1985-86 was the year the National Hockey League changed rules to try and keep the Edmonton Oilers from obliterating the league’s scoring records. From 1985 to 1993, the NHL allowed teams to play five on five instead of four on four when coincidental minors were handed out. Unofficially, the rule was changed because the Oilers were unstoppable in a four-on-four situation.

1985-86 was also a year when the Edmonton Oilers should have cruised to a Stanley Cup victory. Instead, they allowed the Calgary Flames to oust them from the playoffs in the second round. The Flames would make it to the Stanley Cup final before bowing out to the Montreal Canadiens in five games.

That season, the Oilers won 56 games while losing only 17 and tying 7 for 119 points. The point total was thirty more than the Flames, who were second in the Clarence Campbell Conference. They Oilers were nine points better than the Philadelphia Flyers who were first in the Prince of Wales Conference. Coincidentally, the Flyers were knocked out in the first round by the New York Rangers who finished the season with just 78 points and were two games below .500.

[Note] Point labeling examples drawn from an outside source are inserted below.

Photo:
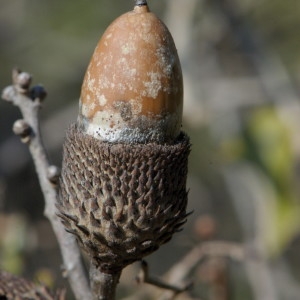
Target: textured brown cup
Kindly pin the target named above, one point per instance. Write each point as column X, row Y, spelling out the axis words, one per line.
column 122, row 201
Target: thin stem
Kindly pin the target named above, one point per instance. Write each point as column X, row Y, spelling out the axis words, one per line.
column 73, row 267
column 103, row 285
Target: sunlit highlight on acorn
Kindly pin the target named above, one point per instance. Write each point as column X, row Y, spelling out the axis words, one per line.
column 133, row 90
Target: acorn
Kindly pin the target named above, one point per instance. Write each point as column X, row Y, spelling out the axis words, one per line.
column 123, row 181
column 132, row 90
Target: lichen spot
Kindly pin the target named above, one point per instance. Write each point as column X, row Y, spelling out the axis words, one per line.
column 102, row 100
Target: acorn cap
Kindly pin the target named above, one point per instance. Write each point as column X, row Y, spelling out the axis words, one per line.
column 132, row 90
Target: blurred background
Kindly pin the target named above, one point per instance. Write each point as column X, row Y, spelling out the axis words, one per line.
column 241, row 67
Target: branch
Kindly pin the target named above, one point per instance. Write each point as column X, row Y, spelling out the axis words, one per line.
column 29, row 102
column 180, row 271
column 144, row 276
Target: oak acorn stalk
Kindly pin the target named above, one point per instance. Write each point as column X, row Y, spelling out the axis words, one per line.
column 123, row 181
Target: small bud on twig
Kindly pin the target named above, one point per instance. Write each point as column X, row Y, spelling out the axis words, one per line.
column 22, row 80
column 53, row 174
column 22, row 129
column 38, row 93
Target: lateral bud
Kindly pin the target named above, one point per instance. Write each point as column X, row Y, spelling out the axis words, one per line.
column 23, row 130
column 21, row 80
column 53, row 174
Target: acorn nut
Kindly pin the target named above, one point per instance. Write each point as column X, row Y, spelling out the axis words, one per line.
column 123, row 180
column 133, row 90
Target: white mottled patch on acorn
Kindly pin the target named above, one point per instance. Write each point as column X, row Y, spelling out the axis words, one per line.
column 134, row 80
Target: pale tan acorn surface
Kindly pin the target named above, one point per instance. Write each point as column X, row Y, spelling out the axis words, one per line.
column 132, row 90
column 123, row 181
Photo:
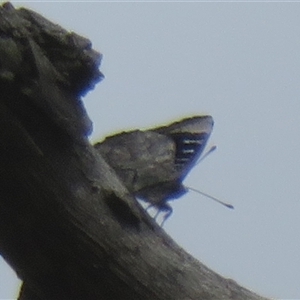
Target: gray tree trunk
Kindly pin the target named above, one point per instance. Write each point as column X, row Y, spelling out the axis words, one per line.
column 68, row 226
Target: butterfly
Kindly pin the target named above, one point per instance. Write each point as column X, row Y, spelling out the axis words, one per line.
column 153, row 163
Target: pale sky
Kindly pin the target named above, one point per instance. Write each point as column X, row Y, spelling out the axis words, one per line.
column 240, row 63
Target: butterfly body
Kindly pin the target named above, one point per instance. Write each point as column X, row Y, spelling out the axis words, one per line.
column 152, row 164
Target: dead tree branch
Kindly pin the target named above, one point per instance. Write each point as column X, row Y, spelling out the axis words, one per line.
column 68, row 226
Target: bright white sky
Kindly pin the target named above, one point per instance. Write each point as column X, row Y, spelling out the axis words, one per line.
column 240, row 63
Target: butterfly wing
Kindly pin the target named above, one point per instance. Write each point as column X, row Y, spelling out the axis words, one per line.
column 190, row 137
column 153, row 163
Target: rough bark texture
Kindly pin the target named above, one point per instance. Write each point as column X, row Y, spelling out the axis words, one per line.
column 68, row 226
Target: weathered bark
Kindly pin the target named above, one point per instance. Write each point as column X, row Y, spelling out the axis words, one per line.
column 68, row 226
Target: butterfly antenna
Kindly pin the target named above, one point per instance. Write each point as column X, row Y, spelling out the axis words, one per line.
column 211, row 197
column 212, row 148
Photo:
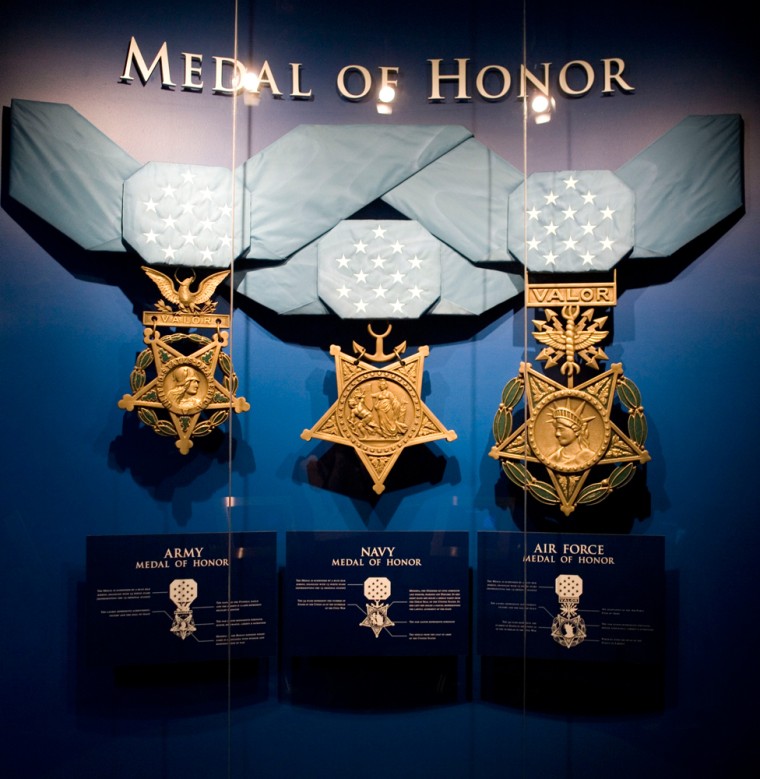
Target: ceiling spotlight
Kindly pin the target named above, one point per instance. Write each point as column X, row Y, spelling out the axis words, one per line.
column 385, row 97
column 542, row 107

Oilers players set NHL individual records that season and several still stand today. Of them, Wayne Gretzky’s 215 points and 163 assists are the records that probably the most invincible. Gretzky also tied the NHL mark for most assists in a single game with seven. Paul Coffey scored 48 goals which stands as the most goals scored by a defenseman in one season. Coffey also set the mark for the longest point scoring streak for defenseman at 28 games.

Oilers dominated the NHL’s top ten in scoring. Wayne Gretzky was 74 points ahead of the number two man in the league, Mario Lemieux of the Pittsburgh Penguins, who tallied 141 points. Paul Coffey came in third with 138 points, one less than Bobby Orr’s record for defenseman set in 1970-71. Jari Kurri placed fourth in the league with 131 points and led the league in goals with 68.

The team was well represented at the NHL awards ceremony in 1985-86. Gretzky took home the Art Ross Trophy as the league’s leading scorer and the Hart Memorial Trophy as the NHL’s MVP. The Oilers won the President’s Trophy as the top regular season team in the NHL. Glen Sather won the Jack Adams Award as the top coach despite having a team full of ringers and experiencing such a playoff disappointment. Of course, Paul Coffey won the Norris Trophy as the league’s top defenseman.

Wayne Gretzky and Paul Coffey were elected to the NHL’s First Team All-Star team and Jari Kurri made Second Team. Nine Edmonton Oilers players appeared in the NHL’s All-Star Game in 1985-86. Other than Gretzky, Coffey and Kurri, Glenn Anderson, Lee Fogolin, Grant Fuhr, Kevin Lowe, Mark Messier and Andy Moog appeared. Ironically, with such an offensively laden team, their Campbell Conference team lost a low-scoring affair to the Wales Conference squad.

The Oilers learned from their playoff disaster. The following season, Gretzky scored 32 less points, the team scored 54 less goals, had seven less wins and 13 less points. Edmonton still won the President’s Trophy but with only 106 points. Most importantly, they won the Stanley Cup in seven games over the Philadelphia Flyers.